Nei Suoi libri, insieme alla riflessione sui luoghi, Lei affronta la questione del tempo. Un tema filosofico antico per il quale cosa apprendere ancora?

«Il problema del tempo è essenziale da affrontare perché nel rapporto tra tempo e singolo c’è da tenere in considerazione tanti aspetti: durata della vita, il suo ritmo, il rapporto con gli altri, un certo senso di solipsismo, il senso dell’esistenza, la morte e la conseguente sparizione. Il tempo che viviamo è sempre più un tempo sociale, di organizzazione, per il quale non si può prescindere dal rapporto intercorrente tra il singolo individuo e la storia, e cioè gli altri».

E il senso degli altri in relazione al tempo, al futuro o al presente, come bisogna viverlo?

«Il senso degli altri è certamente una necessità perché bisogna definire la differenza che intercorre tra il concetto di identità e quello di alterità, e capire cosa significhi alterità perché molto spesso essa dipende dalla educazione genitoriale, dal tuo senso di alterità. Per essere veramente individuo nel pieno senso della parola bisogna aver accumulato tutta una serie di relazioni umane. Dal punto di vista antropologico ci sono, si può dire, tre dimensioni dell’alterità. La dimensione della individualità riguarda ciò che è dentro di noi, la dimensione culturale è determinata dalla necessità di capire le esigenze degli altri, ma anche dalle regole, dalle costrizioni, da una serie di limitazioni derivanti dalle imposizioni delle regole. Quella dell’alterità generica è una dimensione che si rapporta alla individuale e alla culturale (ma non esiste la cultura perfetta) in quanto coscienza che l’uomo ha degli altri. A questo proposito c’è una bellissima definizione di Sartre, che ha detto che ogni uomo rappresenta l’interezza dell’uomo, ogni uomo è un essere umano. Ma l’alterità fa paura perché dentro l’alterità c’è l’orgoglio del luogo di provenienza e anche di sapersene staccare; lo sanno bene i migranti».

Lei si è occupato del luogo-spazio del giardino. E ha scritto “I giardini del Lussemburgo”. Qual è lo sguardo dell’antropologo sul giardino?

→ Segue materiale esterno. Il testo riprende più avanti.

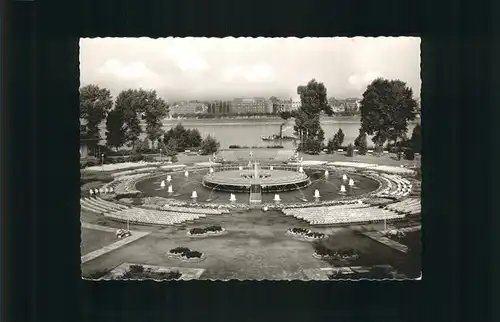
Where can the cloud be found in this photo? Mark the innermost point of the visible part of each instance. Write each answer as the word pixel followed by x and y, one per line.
pixel 186 60
pixel 133 73
pixel 360 81
pixel 222 68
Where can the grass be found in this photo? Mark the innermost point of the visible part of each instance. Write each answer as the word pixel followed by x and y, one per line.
pixel 93 239
pixel 138 272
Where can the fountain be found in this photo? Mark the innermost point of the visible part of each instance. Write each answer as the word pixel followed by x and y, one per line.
pixel 277 198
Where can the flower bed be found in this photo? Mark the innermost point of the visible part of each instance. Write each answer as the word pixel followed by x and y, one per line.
pixel 137 272
pixel 210 230
pixel 324 252
pixel 306 233
pixel 187 254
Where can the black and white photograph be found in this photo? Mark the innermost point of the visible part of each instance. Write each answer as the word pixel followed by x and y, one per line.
pixel 250 158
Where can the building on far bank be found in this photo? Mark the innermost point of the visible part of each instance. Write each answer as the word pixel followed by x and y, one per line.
pixel 249 105
pixel 188 108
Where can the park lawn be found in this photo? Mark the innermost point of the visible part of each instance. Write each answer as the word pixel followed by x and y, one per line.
pixel 92 239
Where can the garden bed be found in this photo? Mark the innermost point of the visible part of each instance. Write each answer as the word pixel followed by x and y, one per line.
pixel 323 252
pixel 138 272
pixel 305 233
pixel 186 254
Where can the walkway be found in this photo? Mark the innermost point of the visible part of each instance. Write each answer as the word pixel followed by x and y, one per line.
pixel 135 235
pixel 377 236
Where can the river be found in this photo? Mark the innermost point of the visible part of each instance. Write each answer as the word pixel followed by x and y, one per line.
pixel 248 132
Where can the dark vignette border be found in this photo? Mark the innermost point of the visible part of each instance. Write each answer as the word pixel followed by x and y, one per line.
pixel 41 197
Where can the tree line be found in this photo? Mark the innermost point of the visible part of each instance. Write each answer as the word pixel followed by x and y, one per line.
pixel 124 118
pixel 386 109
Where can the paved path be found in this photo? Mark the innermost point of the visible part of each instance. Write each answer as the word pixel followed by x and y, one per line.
pixel 106 249
pixel 386 241
pixel 98 227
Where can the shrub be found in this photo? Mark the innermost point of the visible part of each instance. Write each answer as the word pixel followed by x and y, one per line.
pixel 192 254
pixel 299 230
pixel 322 250
pixel 361 143
pixel 135 157
pixel 213 228
pixel 180 250
pixel 134 269
pixel 350 150
pixel 96 275
pixel 172 275
pixel 409 154
pixel 197 231
pixel 315 235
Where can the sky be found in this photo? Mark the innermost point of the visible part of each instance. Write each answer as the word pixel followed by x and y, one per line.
pixel 224 68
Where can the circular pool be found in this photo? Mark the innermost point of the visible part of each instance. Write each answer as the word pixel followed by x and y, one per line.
pixel 292 186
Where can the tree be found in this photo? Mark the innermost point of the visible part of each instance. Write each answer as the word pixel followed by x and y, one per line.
pixel 142 145
pixel 285 115
pixel 95 103
pixel 193 137
pixel 115 129
pixel 386 108
pixel 128 102
pixel 313 99
pixel 361 142
pixel 330 146
pixel 338 139
pixel 209 145
pixel 416 139
pixel 350 150
pixel 171 147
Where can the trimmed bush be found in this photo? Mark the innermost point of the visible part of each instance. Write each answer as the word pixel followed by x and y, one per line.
pixel 409 154
pixel 199 231
pixel 180 250
pixel 350 150
pixel 192 254
pixel 134 269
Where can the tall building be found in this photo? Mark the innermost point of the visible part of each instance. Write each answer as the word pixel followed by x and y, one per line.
pixel 183 108
pixel 249 105
pixel 219 107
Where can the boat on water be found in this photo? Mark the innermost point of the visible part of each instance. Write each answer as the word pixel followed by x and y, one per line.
pixel 275 137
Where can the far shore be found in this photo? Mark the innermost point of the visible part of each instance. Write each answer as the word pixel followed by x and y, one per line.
pixel 269 119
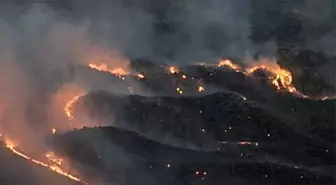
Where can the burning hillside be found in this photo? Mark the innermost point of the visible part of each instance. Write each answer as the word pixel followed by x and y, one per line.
pixel 115 95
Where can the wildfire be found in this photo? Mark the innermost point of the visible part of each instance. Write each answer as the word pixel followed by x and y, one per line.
pixel 120 72
pixel 282 79
pixel 53 167
pixel 201 89
pixel 140 76
pixel 229 64
pixel 68 106
pixel 173 70
pixel 179 90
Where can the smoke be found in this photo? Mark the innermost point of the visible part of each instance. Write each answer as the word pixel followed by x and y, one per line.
pixel 41 42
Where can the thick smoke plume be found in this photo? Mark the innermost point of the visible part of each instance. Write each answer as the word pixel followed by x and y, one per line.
pixel 41 41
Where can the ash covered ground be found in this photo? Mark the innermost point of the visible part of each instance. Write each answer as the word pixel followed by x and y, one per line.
pixel 225 92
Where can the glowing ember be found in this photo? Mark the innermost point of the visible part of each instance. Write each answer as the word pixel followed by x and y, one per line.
pixel 12 147
pixel 140 76
pixel 68 106
pixel 173 70
pixel 201 89
pixel 228 63
pixel 282 79
pixel 103 67
pixel 54 158
pixel 179 90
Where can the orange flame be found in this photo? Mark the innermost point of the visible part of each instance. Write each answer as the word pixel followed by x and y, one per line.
pixel 201 89
pixel 12 147
pixel 140 75
pixel 120 72
pixel 67 108
pixel 228 63
pixel 173 70
pixel 282 79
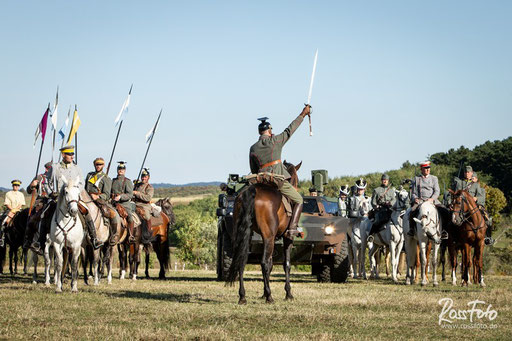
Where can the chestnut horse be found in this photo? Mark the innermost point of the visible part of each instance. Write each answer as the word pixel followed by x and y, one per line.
pixel 470 233
pixel 259 208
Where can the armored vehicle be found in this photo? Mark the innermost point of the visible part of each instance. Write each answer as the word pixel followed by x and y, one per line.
pixel 324 246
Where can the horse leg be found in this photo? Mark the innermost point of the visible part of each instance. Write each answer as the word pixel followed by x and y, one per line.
pixel 34 261
pixel 58 268
pixel 434 265
pixel 47 263
pixel 147 262
pixel 287 247
pixel 266 267
pixel 423 263
pixel 25 261
pixel 75 255
pixel 96 266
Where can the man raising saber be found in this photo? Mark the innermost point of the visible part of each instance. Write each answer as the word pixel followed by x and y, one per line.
pixel 265 156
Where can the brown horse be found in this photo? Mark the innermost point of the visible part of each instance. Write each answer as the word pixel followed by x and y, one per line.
pixel 160 243
pixel 259 208
pixel 470 233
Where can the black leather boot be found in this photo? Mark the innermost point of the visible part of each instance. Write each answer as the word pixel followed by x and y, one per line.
pixel 91 229
pixel 294 222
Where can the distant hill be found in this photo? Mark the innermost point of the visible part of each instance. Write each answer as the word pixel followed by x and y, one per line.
pixel 192 184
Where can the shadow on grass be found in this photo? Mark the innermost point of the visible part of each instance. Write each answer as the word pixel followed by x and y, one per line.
pixel 168 297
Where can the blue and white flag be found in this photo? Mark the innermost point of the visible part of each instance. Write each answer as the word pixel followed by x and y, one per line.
pixel 124 108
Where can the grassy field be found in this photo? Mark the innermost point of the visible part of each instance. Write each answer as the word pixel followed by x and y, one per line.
pixel 191 304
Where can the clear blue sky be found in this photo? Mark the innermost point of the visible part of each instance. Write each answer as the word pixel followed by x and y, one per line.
pixel 396 80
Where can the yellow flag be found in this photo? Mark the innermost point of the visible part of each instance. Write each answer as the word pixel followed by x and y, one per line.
pixel 74 126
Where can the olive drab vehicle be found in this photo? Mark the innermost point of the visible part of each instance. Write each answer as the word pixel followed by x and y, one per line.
pixel 324 246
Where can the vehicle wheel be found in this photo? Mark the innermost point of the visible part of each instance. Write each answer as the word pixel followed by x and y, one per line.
pixel 340 266
pixel 324 275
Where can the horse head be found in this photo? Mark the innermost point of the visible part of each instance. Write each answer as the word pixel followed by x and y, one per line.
pixel 429 221
pixel 462 204
pixel 293 172
pixel 70 193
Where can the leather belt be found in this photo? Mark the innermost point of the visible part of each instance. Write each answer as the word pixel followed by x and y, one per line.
pixel 271 163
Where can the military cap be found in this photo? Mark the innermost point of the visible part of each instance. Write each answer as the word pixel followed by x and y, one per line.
pixel 69 149
pixel 344 190
pixel 99 161
pixel 122 164
pixel 264 125
pixel 361 183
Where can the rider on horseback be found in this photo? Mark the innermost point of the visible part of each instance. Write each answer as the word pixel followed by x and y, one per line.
pixel 343 201
pixel 142 195
pixel 14 201
pixel 355 203
pixel 383 199
pixel 471 184
pixel 265 156
pixel 426 188
pixel 98 185
pixel 122 193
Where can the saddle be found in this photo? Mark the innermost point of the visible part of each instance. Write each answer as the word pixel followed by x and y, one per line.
pixel 273 180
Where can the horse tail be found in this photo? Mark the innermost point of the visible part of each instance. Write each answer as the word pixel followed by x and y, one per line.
pixel 242 233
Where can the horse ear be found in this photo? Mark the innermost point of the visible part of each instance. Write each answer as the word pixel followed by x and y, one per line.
pixel 298 166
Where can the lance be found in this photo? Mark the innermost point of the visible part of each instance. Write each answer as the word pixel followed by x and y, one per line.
pixel 64 138
pixel 33 198
pixel 125 107
pixel 311 90
pixel 54 124
pixel 149 146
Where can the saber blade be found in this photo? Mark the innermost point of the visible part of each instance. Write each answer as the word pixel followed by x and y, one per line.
pixel 311 90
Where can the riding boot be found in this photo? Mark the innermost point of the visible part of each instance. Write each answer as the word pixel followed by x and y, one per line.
pixel 294 222
pixel 131 236
pixel 114 235
pixel 488 236
pixel 91 229
pixel 412 226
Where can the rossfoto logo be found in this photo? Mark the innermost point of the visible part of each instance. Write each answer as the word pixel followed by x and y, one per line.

«Direi che sono soprattutto interessato al parco cittadino, luogo di centralità, elemento identitario della città stessa. I parchi cittadini sono luoghi pieni di ricordi. Il parco della città, diceva Baudelaire, è una cosa che sopravvive alla mortalità delle persone. Il parco cittadino sostanzialmente non cambia e ciò dà il senso del piacere, il senso della permanenza che si prova quando ci si trova lì. Dentro questo luogo c’è un concetto di perfezione, d’immobilità o di qualcosa che si muove decisamente poco. Anatole France, quando descriveva tutte le regine che ci sono nel parco del Lussemburgo, lo faceva dando quasi la sensazione che fosse un suo ricordo d’infanzia. E io, leggendo a dodici-quindici anni Anatole France, me ne meravigliavo. Ma poi, molto più tardi, a un’età ancora più vetusta di quando scriveva France, quando mi sono occupato di regine francesi mi è capitato stranamente questo gioco di ricordi per cui io stesso ricordavo quel che ricordava Anatole France».

Lei ha parlato sempre di luoghi e di non-luoghi. Esiste un luogo nuovo da qualche tempo, il luogo d’accoglienza, dove vengono ammassati i migranti e che non appartiene né a loro né a noi.. Che luogo è?

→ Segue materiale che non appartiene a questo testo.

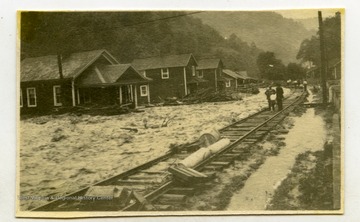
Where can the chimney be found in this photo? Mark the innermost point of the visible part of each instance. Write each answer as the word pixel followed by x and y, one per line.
pixel 59 58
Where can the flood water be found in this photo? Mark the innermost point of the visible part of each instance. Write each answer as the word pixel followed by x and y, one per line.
pixel 308 133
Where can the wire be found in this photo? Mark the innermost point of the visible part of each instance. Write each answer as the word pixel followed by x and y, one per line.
pixel 165 18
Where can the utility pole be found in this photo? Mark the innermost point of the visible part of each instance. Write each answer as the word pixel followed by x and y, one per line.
pixel 323 58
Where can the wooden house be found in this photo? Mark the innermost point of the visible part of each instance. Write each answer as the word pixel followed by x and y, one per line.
pixel 210 69
pixel 93 78
pixel 172 75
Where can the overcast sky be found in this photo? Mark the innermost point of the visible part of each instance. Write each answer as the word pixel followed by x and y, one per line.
pixel 307 13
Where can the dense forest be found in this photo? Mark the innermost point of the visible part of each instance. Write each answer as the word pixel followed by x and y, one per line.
pixel 310 47
pixel 129 35
pixel 268 30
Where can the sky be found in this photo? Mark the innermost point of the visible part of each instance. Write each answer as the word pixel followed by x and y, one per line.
pixel 307 13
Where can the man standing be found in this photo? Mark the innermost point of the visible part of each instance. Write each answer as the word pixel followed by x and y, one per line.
pixel 268 93
pixel 305 85
pixel 279 96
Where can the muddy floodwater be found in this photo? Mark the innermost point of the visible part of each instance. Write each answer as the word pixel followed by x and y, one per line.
pixel 307 134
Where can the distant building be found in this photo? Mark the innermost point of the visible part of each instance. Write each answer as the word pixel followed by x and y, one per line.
pixel 229 80
pixel 211 70
pixel 87 78
pixel 172 75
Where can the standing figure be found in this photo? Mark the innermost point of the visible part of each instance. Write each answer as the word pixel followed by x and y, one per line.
pixel 268 94
pixel 305 85
pixel 279 96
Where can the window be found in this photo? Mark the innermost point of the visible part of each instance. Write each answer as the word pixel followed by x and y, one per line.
pixel 227 84
pixel 201 74
pixel 165 73
pixel 86 96
pixel 57 95
pixel 144 90
pixel 21 102
pixel 31 97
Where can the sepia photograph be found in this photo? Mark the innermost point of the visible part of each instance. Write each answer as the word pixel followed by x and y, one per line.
pixel 147 113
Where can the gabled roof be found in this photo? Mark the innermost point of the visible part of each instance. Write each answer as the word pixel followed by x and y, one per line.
pixel 209 63
pixel 334 62
pixel 162 62
pixel 112 73
pixel 194 79
pixel 46 67
pixel 109 75
pixel 243 74
pixel 232 74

«Un non luogo è quello nel quale non si stabiliscono rapporti sociali ben definiti. E i campi d’accoglienza non sono più non-luoghi ma diventano luoghi di relazioni, di legami. Si pensi alla Palestina o al Libano dove ci sono dei campi da anni e anni e dove si sono instaurate relazioni, sono cresciute generazioni. Certo, è una nozione relativa sia quello del luogo che quella del non-luogo. C’è una geometria da tenere in considerazione, un’organizzazione che nell’immaginario è tipica del villaggio tradizionale, del paesino. Come in un paesino anche nel campo profughi c’è una cartografia non solo fisica ma anche spaziale e sociale. Cosa che è andata perduta negli aeroporti, nella metropolitana, nelle autostrade che sono piuttosto non-luoghi, perché le relazioni umane sono fuggevoli o inesistenti. Ora, i luoghi di accoglienza sono spazi di passaggio e di meticciato, ma tutti noi vogliamo credere all’idea di luogo. Il campo d’accoglienza condivide sia l’idea di luogo che l’idea di non-luogo. Il campo profughi raggruppa un po’ questi due aspetti diversi perché, spesso, a causa del passare del tempo, una cosa che è provvisoria diventa un’installazione».